While the majority of the financial technology focus in recent years has been on loan origination systems and automated decision tools, portfolio management is the real key to long-term success in commercial lending. Just ask lenders how many bad loans they’ve made during their career. The large majority will tell you that each time a loan was made, the financial institution had every reason to believe it was a good deal. The loans were within policy and conditions at the time called for approval and funding. When loans stop performing, it is almost always because circumstances have changed. From macroeconomic factors to poor business management to other direct influencers, loans can deteriorate for any number of reasons. That’s why the next significant area of fintech development will be in portfolio management, rather than the pre-funding processes.
When choosing an effective portfolio management system, keep in mind the mission-critical elements that need to be in place. If you have an effective data integration strategy, your organization can make a seamless transition from application to underwriting, documentation, loan closing, and portfolio management.
The key elements that every portfolio management system should include are:
- Financial statement tracking (including secure electronic delivery of new information)

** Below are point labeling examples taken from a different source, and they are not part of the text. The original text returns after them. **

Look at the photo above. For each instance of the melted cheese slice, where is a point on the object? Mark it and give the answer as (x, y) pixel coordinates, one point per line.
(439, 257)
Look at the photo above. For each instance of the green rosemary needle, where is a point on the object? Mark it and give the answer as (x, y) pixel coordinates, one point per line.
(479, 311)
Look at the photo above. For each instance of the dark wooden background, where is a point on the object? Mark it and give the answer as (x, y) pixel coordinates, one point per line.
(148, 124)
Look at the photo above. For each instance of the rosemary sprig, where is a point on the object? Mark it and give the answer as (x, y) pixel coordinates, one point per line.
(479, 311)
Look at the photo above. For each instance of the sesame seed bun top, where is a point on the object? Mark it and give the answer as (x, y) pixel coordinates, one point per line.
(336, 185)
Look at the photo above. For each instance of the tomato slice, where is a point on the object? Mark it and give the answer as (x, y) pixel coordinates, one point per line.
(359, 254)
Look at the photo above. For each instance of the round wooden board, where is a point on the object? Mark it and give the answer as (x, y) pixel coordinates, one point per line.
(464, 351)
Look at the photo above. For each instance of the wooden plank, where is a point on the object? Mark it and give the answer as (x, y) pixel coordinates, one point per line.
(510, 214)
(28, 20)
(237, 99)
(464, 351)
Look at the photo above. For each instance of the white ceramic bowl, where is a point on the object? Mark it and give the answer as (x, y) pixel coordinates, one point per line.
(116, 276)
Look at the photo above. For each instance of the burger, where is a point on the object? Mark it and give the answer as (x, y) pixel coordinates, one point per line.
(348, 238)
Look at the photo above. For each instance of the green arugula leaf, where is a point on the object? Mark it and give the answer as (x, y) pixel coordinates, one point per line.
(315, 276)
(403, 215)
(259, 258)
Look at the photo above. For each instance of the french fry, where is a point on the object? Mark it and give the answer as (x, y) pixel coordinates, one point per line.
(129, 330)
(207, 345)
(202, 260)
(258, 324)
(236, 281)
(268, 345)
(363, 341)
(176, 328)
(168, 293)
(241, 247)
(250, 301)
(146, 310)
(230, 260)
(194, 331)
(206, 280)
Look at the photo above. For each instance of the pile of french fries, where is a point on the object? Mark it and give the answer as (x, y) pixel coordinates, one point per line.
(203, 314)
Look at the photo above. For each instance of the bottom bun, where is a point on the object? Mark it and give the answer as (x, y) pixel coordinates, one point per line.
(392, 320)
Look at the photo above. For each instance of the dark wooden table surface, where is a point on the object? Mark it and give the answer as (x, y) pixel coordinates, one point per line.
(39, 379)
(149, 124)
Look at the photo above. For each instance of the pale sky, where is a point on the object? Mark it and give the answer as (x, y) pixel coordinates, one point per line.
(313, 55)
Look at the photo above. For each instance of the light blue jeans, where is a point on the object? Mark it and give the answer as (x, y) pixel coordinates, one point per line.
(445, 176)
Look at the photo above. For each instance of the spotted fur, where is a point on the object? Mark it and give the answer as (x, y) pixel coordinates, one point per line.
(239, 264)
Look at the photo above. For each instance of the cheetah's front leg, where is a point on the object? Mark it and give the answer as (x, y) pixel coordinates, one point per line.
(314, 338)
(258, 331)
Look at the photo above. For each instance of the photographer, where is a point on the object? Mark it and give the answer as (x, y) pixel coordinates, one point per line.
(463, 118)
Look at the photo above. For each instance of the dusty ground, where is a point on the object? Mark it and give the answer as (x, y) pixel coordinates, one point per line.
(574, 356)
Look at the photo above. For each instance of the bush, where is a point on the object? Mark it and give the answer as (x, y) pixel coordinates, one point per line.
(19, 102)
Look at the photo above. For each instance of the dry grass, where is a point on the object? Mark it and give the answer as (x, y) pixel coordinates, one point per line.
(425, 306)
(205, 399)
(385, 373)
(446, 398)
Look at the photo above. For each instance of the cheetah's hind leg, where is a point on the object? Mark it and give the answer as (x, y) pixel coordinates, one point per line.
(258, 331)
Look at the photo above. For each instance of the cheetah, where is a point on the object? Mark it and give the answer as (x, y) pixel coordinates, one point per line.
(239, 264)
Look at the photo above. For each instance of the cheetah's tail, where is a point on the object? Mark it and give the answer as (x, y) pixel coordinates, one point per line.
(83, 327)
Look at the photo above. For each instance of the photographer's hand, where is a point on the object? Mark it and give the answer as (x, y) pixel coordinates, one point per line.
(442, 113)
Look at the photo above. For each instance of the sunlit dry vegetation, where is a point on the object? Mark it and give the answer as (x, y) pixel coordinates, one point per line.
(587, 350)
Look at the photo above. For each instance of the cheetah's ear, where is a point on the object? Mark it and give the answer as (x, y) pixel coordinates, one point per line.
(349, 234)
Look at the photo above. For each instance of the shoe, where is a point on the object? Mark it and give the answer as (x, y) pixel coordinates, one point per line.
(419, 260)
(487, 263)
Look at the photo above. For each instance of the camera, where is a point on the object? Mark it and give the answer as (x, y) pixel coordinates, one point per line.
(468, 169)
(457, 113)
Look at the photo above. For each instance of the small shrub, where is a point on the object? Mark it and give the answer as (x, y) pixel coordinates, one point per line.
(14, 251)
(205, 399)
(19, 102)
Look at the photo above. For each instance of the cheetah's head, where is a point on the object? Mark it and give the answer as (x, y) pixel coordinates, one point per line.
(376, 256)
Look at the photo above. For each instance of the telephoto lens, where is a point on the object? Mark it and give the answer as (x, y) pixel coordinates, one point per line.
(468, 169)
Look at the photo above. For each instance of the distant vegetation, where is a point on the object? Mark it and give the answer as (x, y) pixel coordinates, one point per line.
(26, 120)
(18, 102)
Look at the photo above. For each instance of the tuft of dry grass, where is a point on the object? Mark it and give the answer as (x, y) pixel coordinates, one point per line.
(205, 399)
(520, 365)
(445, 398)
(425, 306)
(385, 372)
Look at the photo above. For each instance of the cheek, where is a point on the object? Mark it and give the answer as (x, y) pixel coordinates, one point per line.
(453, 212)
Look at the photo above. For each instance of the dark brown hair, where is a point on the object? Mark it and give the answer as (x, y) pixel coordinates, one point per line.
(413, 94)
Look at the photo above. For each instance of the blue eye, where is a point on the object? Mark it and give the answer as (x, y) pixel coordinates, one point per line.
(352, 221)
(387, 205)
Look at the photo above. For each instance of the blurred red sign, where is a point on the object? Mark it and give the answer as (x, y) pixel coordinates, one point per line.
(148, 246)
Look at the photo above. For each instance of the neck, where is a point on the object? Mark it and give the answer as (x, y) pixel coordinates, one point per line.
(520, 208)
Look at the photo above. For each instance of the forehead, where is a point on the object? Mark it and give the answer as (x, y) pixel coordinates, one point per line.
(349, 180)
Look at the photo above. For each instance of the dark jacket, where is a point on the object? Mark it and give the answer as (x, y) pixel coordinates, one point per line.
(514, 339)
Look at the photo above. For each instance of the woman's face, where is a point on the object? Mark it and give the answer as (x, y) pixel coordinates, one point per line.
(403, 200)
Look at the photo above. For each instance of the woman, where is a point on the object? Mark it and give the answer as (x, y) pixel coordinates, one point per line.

- Collateral evaluations (including borrowing base calculations when appropriate)
- Covenant tracking
- Exception tracking
- Renewal facilitation
- Notices and alerts for lenders and C-level managers
- Profitability evaluations at business level
- Predictive tools to determine additional lending needs (and future needs) of your business clients
- General portfolio-level measurement capabilities:
- Stress testing
- Concentration management and NAICS evaluations
- Portfolio- and loan-level risk scoring
- Portfolio-level profitability analysis
- Real time integration with ALLL and CECL calculations
Integrating these components into your portfolio management processes helps ensure consistency across lending units and individual lenders within your institution. It also makes the most of all the data that was accumulated during the loan origination process. In essence, you are creating a closed loop that covers the entire spectrum of business lending activities, from the initial application, through underwriting, and beyond final loan payout to the next financial need of each business.
While a significant amount of money has been devoted to commercial lending technology since 2010, most of these investment dollars have gone to improving online application and origination systems. The next several years will see more investment in the area of integrated portfolio management and monitoring.